Par la présente requête, M. A... C... doit être regardé comme demandant à la juge des référés, statuant sur le fondement des dispositions de l’article L. 521-1 du code de justice administrative, d’ordonner la suspension de l’exécution de la décision par laquelle le préfet de l’Isère a implicitement refusé de renouveler son titre de séjour.

Aux termes de l’article L. 521-1 du code de justice administrative : « Quand une décision administrative, même de rejet, fait l’objet d’une requête en annulation ou en réformation, le juge des référés, saisi d’une demande en ce sens, peut ordonner la suspension de l’exécution de cette décision, ou de certains de ses effets, lorsque l’urgence le justifie et qu’il est fait état d’un moyen propre à créer, en l’état de l’instruction, un doute sérieux quant à la légalité de la décision. ». L’article L. 522-3 du même code dispose que : « Lorsque la demande ne présente pas un caractère d'urgence ou lorsqu'il apparaît manifeste, au vu de la demande, que celle-ci ne relève pas de la compétence de la juridiction administrative, qu'elle est irrecevable ou qu'elle est mal fondée, le juge des référés peut la rejeter par une ordonnance motivée sans qu'il y ait lieu d'appliquer les deux premiers alinéas de l'article L. 522-1. ».

M. A... C..., qui présente sa requête sur le fondement de l’article L. 521-1 du code de justice administrative, au demeurant au nom de M. D... B..., ne justifie pas avoir saisi le tribunal d’une requête au fond tendant à l’annulation de la décision dont il sollicite la suspension.
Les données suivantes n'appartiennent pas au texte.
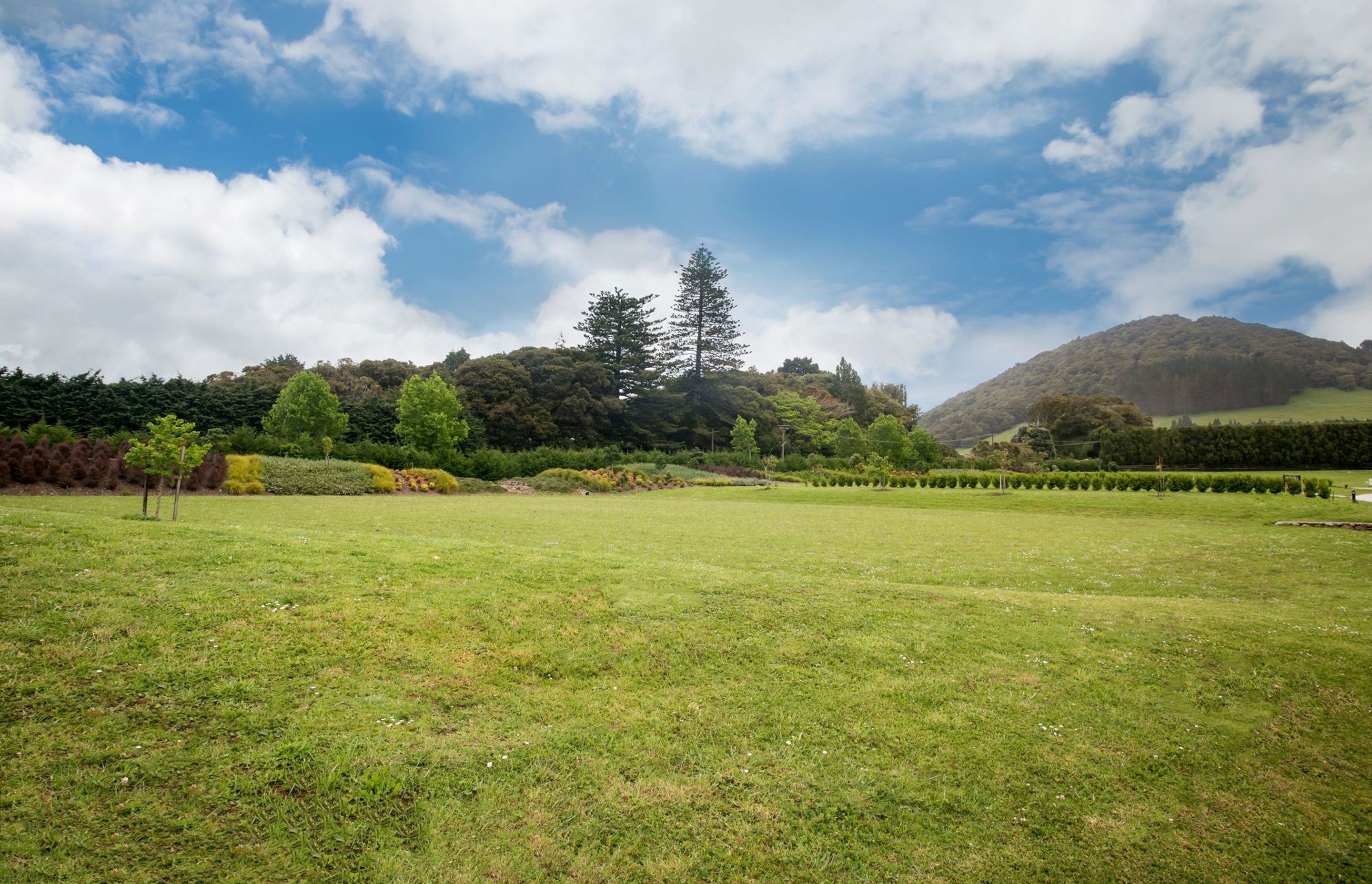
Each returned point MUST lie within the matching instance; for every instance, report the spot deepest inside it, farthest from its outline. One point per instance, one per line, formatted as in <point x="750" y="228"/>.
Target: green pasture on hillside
<point x="746" y="684"/>
<point x="1309" y="405"/>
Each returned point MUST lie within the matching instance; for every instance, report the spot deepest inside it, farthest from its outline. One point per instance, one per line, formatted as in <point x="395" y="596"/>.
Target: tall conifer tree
<point x="703" y="334"/>
<point x="621" y="332"/>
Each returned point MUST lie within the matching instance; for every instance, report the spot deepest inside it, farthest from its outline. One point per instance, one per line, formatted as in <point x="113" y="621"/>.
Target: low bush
<point x="555" y="485"/>
<point x="292" y="475"/>
<point x="383" y="481"/>
<point x="579" y="480"/>
<point x="245" y="475"/>
<point x="468" y="485"/>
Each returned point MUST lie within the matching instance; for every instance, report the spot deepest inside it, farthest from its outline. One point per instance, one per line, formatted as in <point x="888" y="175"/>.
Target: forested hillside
<point x="1165" y="364"/>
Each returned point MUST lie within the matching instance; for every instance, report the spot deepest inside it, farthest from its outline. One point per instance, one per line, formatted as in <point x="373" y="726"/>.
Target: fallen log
<point x="1356" y="526"/>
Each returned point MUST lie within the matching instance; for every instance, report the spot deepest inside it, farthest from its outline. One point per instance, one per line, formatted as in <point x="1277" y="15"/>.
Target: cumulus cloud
<point x="1300" y="201"/>
<point x="144" y="114"/>
<point x="1176" y="132"/>
<point x="138" y="268"/>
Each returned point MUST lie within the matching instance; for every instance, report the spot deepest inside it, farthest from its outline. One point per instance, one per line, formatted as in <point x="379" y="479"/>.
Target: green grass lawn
<point x="1313" y="404"/>
<point x="704" y="684"/>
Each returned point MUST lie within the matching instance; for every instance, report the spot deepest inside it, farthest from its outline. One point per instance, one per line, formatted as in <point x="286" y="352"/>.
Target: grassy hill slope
<point x="1167" y="364"/>
<point x="1313" y="404"/>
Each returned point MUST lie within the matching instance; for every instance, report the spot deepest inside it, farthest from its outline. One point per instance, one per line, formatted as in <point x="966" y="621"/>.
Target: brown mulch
<point x="47" y="489"/>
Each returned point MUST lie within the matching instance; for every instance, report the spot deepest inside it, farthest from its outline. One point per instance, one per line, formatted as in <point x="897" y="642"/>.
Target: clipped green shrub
<point x="292" y="475"/>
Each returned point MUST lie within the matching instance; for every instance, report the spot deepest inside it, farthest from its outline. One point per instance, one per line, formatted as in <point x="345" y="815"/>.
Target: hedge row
<point x="289" y="475"/>
<point x="1219" y="483"/>
<point x="1252" y="447"/>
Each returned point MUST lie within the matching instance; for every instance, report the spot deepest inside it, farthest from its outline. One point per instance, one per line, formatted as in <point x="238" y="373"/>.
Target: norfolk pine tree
<point x="703" y="335"/>
<point x="430" y="415"/>
<point x="621" y="332"/>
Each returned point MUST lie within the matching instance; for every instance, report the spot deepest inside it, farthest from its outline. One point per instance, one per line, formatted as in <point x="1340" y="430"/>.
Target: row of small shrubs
<point x="603" y="481"/>
<point x="737" y="472"/>
<point x="1219" y="483"/>
<point x="86" y="463"/>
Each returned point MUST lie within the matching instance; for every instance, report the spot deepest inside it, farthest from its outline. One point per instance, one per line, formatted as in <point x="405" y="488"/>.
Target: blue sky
<point x="935" y="191"/>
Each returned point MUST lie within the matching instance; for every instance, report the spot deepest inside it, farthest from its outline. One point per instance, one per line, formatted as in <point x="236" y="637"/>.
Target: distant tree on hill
<point x="430" y="415"/>
<point x="799" y="366"/>
<point x="1078" y="416"/>
<point x="924" y="447"/>
<point x="1038" y="438"/>
<point x="850" y="389"/>
<point x="808" y="423"/>
<point x="306" y="407"/>
<point x="891" y="400"/>
<point x="743" y="438"/>
<point x="848" y="438"/>
<point x="888" y="438"/>
<point x="703" y="335"/>
<point x="622" y="332"/>
<point x="877" y="469"/>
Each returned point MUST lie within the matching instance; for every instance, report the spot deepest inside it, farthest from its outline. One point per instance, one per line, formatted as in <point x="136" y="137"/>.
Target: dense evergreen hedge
<point x="1219" y="483"/>
<point x="1252" y="447"/>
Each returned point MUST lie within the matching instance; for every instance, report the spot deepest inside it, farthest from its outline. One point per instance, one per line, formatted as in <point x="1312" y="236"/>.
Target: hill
<point x="1167" y="364"/>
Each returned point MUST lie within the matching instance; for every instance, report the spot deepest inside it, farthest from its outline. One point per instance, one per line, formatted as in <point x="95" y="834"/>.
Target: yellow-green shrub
<point x="440" y="481"/>
<point x="245" y="475"/>
<point x="383" y="481"/>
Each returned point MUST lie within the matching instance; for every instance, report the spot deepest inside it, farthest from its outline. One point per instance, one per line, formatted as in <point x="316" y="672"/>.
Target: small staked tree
<point x="878" y="470"/>
<point x="173" y="449"/>
<point x="430" y="413"/>
<point x="703" y="335"/>
<point x="622" y="332"/>
<point x="743" y="438"/>
<point x="306" y="407"/>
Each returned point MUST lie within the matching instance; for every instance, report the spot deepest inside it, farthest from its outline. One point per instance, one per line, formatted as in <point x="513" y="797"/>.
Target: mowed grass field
<point x="692" y="685"/>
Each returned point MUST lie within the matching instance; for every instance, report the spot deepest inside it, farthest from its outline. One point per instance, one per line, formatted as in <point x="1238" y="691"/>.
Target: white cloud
<point x="138" y="268"/>
<point x="883" y="342"/>
<point x="21" y="81"/>
<point x="1176" y="132"/>
<point x="146" y="114"/>
<point x="1300" y="201"/>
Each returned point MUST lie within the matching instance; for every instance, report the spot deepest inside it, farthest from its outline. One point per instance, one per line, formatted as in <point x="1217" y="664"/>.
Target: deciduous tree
<point x="306" y="407"/>
<point x="430" y="415"/>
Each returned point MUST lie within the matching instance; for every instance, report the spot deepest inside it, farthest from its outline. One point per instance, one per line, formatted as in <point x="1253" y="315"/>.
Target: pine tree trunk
<point x="176" y="503"/>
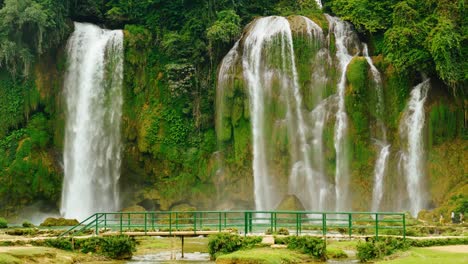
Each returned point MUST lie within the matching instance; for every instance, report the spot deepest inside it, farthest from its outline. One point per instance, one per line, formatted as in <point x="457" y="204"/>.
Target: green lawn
<point x="265" y="255"/>
<point x="427" y="256"/>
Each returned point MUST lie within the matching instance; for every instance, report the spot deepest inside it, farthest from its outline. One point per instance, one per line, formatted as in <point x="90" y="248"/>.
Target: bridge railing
<point x="245" y="222"/>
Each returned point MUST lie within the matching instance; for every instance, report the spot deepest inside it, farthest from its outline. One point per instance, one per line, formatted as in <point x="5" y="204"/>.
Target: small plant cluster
<point x="59" y="222"/>
<point x="224" y="243"/>
<point x="376" y="249"/>
<point x="314" y="246"/>
<point x="438" y="242"/>
<point x="3" y="223"/>
<point x="280" y="231"/>
<point x="115" y="247"/>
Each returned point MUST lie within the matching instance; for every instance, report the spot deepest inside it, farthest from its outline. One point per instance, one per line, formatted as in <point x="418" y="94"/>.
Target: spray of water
<point x="93" y="95"/>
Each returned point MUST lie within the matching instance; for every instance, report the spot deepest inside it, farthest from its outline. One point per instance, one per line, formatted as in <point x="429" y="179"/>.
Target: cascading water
<point x="381" y="141"/>
<point x="93" y="95"/>
<point x="346" y="41"/>
<point x="259" y="78"/>
<point x="379" y="175"/>
<point x="411" y="130"/>
<point x="280" y="78"/>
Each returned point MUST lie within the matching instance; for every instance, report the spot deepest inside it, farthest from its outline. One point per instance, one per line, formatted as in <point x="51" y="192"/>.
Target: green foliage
<point x="115" y="247"/>
<point x="60" y="243"/>
<point x="445" y="43"/>
<point x="366" y="15"/>
<point x="27" y="29"/>
<point x="226" y="28"/>
<point x="376" y="249"/>
<point x="224" y="243"/>
<point x="437" y="242"/>
<point x="313" y="246"/>
<point x="3" y="223"/>
<point x="50" y="221"/>
<point x="27" y="224"/>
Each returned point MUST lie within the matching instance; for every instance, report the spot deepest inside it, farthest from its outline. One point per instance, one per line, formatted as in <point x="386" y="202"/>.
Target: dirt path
<point x="452" y="249"/>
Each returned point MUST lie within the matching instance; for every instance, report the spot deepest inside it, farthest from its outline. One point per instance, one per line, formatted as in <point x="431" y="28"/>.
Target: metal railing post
<point x="377" y="226"/>
<point x="250" y="221"/>
<point x="350" y="224"/>
<point x="170" y="223"/>
<point x="297" y="224"/>
<point x="195" y="222"/>
<point x="146" y="215"/>
<point x="121" y="223"/>
<point x="324" y="224"/>
<point x="128" y="221"/>
<point x="246" y="221"/>
<point x="219" y="221"/>
<point x="271" y="223"/>
<point x="97" y="226"/>
<point x="404" y="227"/>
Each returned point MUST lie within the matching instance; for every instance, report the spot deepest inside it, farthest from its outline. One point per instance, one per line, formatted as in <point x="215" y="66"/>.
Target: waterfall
<point x="411" y="130"/>
<point x="319" y="3"/>
<point x="346" y="41"/>
<point x="379" y="174"/>
<point x="382" y="144"/>
<point x="93" y="96"/>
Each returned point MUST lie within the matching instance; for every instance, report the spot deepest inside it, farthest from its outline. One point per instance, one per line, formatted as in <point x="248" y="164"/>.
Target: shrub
<point x="3" y="223"/>
<point x="373" y="249"/>
<point x="59" y="222"/>
<point x="283" y="231"/>
<point x="224" y="243"/>
<point x="336" y="253"/>
<point x="28" y="224"/>
<point x="366" y="251"/>
<point x="115" y="247"/>
<point x="314" y="246"/>
<point x="21" y="232"/>
<point x="60" y="243"/>
<point x="438" y="242"/>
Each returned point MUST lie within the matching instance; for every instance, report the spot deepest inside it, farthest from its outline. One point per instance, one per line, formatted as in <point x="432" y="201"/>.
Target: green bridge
<point x="195" y="223"/>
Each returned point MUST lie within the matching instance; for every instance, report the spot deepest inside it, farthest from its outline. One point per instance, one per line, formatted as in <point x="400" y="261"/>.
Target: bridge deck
<point x="196" y="223"/>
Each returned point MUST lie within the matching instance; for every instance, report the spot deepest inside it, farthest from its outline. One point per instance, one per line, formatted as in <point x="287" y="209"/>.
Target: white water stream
<point x="346" y="42"/>
<point x="93" y="95"/>
<point x="411" y="129"/>
<point x="381" y="162"/>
Par suite, ses conclusions sont manifestement irrecevables dans le cadre de la procédure de référé suspension prévue par les dispositions précitées de l’article L. 521-1 du code de justice administrative. Dans ces conditions, il y a lieu de rejeter sa requête en toutes ses conclusions en application des dispositions précitées de l’article L. 522-3 du même code, sans qu’il y ait lieu de l’admettre au bénéfice de l’aide juridictionnelle à titre provisoire.


ORDONNE :


Article 1er : M. A... C... n’est pas admis au bénéfice de l’aide juridictionnelle à titre provisoire.

Article 2 : La requête de M. A... C... est rejetée.

Article 3 : La présente ordonnance sera notifiée à M. E... A... C....


Fait, à Cergy, le 18 février 2026.

La juge des référés,

signé

C. Oriol

La République mande et ordonne au ministre de l’intérieur en ce qui le concerne et à tous commissaires de justice à ce requis en ce qui concerne les voies de droit commun, contre les parties privées, de pourvoir à l’exécution de la présente décision.